Author: Ibtisam Almajnooni, Victor Cobilean, Milos Manic, Harindra Sandun Mavikumbure, Elisabeth Weiss, Lulin Yuan 👨🔬
Affiliation: Virginia Commonwealth University 🌍
Purpose: This study aims to optimize the 3D U-Net architecture for dose prediction in lung cancer radiation therapy (RT) plans, particularly in scenarios with limited clinical data, as well as to quantify the uncertainty caused by variations in plan quality and physician clinical preferences.
Methods: This study included 115 clinical RT plans for patients with locally advanced lung cancer who were treated at our institution. Using CT scans and organ segmentation masks as input, we tested various 3D U-Net architectures with three attention mechanisms: Patch Attention in residual convolutional blocks, Pixel Attention in the bottleneck, and Soft Attention in the encoder-decoder residual connections. We used the L1 and Smooth L1 loss functions, as well as their weighted versions, based on the region of interest masks generated by pixel intensity differences. Because of the limited data, we used augmentations such as flips, rotations, blurring, noise, and contrast variations. Furthermore, we used Monte Carlo dropout during training and investigated the prediction variance of the trained models.
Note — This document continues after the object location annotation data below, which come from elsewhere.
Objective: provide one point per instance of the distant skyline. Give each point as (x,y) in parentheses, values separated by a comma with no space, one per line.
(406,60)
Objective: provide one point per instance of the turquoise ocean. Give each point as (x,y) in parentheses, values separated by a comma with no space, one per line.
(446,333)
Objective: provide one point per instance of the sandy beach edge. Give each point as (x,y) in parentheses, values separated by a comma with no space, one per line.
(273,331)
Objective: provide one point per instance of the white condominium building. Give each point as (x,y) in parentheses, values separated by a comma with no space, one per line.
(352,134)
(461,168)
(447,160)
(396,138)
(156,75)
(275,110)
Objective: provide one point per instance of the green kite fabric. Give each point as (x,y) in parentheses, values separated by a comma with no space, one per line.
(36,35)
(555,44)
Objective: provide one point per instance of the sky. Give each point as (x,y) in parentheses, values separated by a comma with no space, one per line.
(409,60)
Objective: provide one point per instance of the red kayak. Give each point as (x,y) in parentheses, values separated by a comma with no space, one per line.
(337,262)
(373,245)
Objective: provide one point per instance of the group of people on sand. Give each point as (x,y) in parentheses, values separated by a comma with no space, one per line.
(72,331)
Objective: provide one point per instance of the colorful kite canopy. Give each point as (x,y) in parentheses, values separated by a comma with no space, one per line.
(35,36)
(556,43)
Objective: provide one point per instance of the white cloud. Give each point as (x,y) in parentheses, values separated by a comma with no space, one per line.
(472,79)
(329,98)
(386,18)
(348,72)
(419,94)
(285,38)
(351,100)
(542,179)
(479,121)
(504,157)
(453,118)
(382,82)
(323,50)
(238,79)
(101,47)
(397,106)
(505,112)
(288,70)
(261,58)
Results: The lowest Mean absolute error (MAE) of the predicted 3D dose distribution among the test cases is 2.034 Gy. The lowest MAE for the Dose-Volume Histogram (DVH) metric is 6.115 %. Uncertainty prediction results showed consistent variance across all models (approx. 0.4 Gy), indicating that the majority of uncertainty is because of training data noise (physician preferences, plan quality variation).
Conclusion: In conclusion, L1 and Weighted L1 loss functions outperform Smooth L1 losses for the Dose metric, while no differences were found for the DVH metric. Models trained with the same loss function showed similar performance, regardless of architecture. Monte Carlo dropout analysis revealed consistent variance across all models, indicating that data, not the model architecture or loss function, is the most significant factor contributing to the prediction uncertainty.